The World Acting Globally
Beyond the Orphanage
Alumni advocate for family care at global conference
By Ruth Moon | Photos courtsey of Ronnie Mosley
Above, left to right: Karen Springs, Anita Deyneka, and Honnah Weber at the Global Forum for a World Without Orphans.
In many countries, children considered orphans still have one living parent. But children are often sent to orphanages or adopted internationally because the parents are poor and think the children will have a better life with that institutional support.
In Armenia and Georgia, for instance, where Seattle Pacific alumna Karen Springs ’04 works with the nonprofit Orphan’s Promise, locals often tell her they can’t or won’t adopt children because there is too much complicated bureaucracy.
“People have the apathetic idea that ‘this is the way our country is — it’s never going to change,’” she says. Springs hopes that the Global Forum for a World Without Orphans she and other SPU alumni helped to organize this February in Chiang Mai, Thailand will convince communities to look to local churches and networks to support families and eradicate the status of orphan.
Recent research sponsored by Save the Children suggests that children in families, even poor families, grow into more stable adults than their counterparts in orphanages or foster care. However, orphanages, often supported by Western Christians, are common sights around India and other countries, Springs says.
Adoption, while a better option than orphanages or foster care, is expensive and difficult, especially across international borders. U.S. international adoptions — which outnumber the rest of the world combined — have dropped by more than half in the last two decades. Only 6,441 children were adopted to the U.S. in 2014, accounting for a fraction of 1 percent of the more than 150 million orphans that UNICEF estimates exist. Besides, the process is expensive. The median cost of an international adoption to the U.S. in 2014 was about $30,000, according to the U.S. Department of State.
“The current system of caring for the parentless and orphan is broken. It’s time for a change,” says Anita Deyneka ’66, who is emeritus director at Mission Eurasia and on the steering committee for the World Without Orphans forum. “Children and orphans don’t have to primarily be raised in institutions.
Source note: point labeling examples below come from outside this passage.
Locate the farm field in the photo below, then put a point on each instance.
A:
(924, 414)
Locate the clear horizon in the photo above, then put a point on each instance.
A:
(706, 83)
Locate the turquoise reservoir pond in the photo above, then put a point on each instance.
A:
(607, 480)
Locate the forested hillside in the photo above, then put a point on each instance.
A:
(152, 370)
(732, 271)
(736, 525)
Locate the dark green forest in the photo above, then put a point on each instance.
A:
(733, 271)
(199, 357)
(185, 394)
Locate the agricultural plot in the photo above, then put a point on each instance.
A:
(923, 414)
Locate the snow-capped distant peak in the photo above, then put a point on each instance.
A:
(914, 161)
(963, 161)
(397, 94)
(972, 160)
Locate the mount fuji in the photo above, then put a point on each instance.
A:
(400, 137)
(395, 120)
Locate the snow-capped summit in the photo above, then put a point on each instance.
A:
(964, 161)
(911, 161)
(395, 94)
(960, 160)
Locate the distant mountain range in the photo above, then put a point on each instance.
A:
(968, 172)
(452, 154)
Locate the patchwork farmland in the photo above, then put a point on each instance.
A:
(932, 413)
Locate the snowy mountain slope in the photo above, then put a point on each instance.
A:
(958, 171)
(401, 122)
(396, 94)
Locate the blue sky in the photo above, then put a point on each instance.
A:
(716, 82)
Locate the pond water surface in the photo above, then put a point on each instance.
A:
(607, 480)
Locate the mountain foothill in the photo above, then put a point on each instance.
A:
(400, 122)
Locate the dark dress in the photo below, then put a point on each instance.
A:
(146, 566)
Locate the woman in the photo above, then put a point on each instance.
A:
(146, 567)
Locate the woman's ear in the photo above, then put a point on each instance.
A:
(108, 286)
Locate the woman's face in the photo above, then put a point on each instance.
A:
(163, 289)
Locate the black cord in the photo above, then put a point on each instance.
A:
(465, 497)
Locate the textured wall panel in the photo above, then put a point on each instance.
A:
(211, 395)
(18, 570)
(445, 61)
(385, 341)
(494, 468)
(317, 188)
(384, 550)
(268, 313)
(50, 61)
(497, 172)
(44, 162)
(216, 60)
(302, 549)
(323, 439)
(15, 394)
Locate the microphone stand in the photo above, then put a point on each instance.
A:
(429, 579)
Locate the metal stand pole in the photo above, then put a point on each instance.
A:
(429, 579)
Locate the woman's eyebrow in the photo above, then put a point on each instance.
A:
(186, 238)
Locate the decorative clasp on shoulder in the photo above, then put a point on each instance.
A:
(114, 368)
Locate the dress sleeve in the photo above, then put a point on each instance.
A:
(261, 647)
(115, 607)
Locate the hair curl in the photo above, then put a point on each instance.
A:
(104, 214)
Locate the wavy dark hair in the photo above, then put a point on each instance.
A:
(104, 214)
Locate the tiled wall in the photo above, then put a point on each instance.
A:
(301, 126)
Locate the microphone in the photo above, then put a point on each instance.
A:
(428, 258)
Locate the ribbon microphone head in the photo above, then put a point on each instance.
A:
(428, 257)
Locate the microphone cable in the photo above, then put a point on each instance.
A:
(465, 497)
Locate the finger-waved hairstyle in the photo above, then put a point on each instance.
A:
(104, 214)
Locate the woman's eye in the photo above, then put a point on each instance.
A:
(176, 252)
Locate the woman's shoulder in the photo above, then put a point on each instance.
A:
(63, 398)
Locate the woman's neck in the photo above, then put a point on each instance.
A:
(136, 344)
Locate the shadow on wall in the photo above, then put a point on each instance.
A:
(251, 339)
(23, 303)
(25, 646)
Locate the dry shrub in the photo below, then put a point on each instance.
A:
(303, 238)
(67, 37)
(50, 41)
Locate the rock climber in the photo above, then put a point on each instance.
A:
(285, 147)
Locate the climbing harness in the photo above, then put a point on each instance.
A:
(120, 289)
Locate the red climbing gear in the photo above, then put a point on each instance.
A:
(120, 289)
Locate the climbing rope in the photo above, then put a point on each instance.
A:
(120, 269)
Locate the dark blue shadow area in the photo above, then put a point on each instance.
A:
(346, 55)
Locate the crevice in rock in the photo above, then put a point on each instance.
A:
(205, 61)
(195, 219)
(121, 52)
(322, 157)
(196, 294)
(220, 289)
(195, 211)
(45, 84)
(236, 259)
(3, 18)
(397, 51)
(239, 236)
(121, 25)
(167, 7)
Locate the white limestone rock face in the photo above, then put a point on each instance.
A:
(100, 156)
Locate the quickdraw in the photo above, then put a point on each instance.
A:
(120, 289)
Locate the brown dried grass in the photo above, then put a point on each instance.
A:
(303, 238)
There are enough churches to support these kids.”
It might sound like an easy fix, but orphans don’t have many spokespeople advocating to change their situation. Events like the Global Forum for a World Without Orphans are especially important because they help create a unified global presence standing up for orphans, says Richard Scheuerman, associate professor of curriculum and instruction in Seattle Pacific's School of Education. Scheuerman is on the board of Home for Every Orphan, an organization involved with the World Without Orphans movement.
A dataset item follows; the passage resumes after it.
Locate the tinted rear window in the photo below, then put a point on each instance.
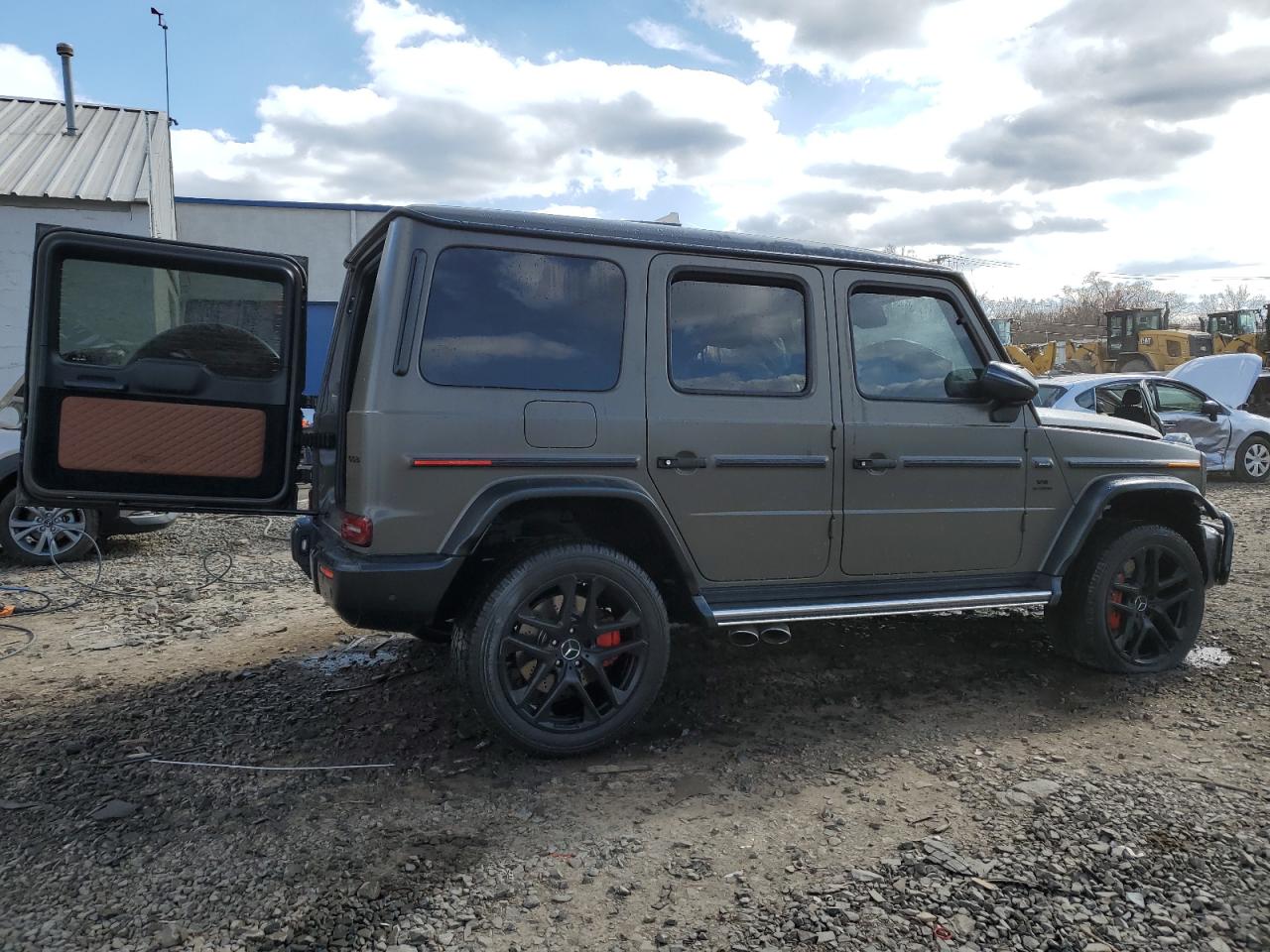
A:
(529, 321)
“We have many biblical injunctions about taking care of orphans and widows, and Jesus not wanting the disciples to restrain children from coming to him. We just have all kinds of constraints these days built in to geography and institutions,” he says. “I would consider this population the most vulnerable of all.”
Deyneka, Springs, Honnah Weber ’13, and other Seattle Pacific alumni convened the World Without Orphans Forum, over Valentine’s Day weekend to encourage orphan care organizations to focus on local churches and communities so that fewer children become orphans in the first place. About 450 people from 60 countries attended the forum, where speakers highlighted stories of orphans and encouraged church leaders to support local families and local adoption.
“We need to be thinking of ways to strengthen families and provide them with solutions that do not involve them taking their children to orphanages,” Weber says. “It’s a big dream, but after being at this forum, I am filled with hope and excitement that if the church will waken to this call, this literally can happen within our lifetime to see a world without orphans.”
Attendees gathered for worship and learning.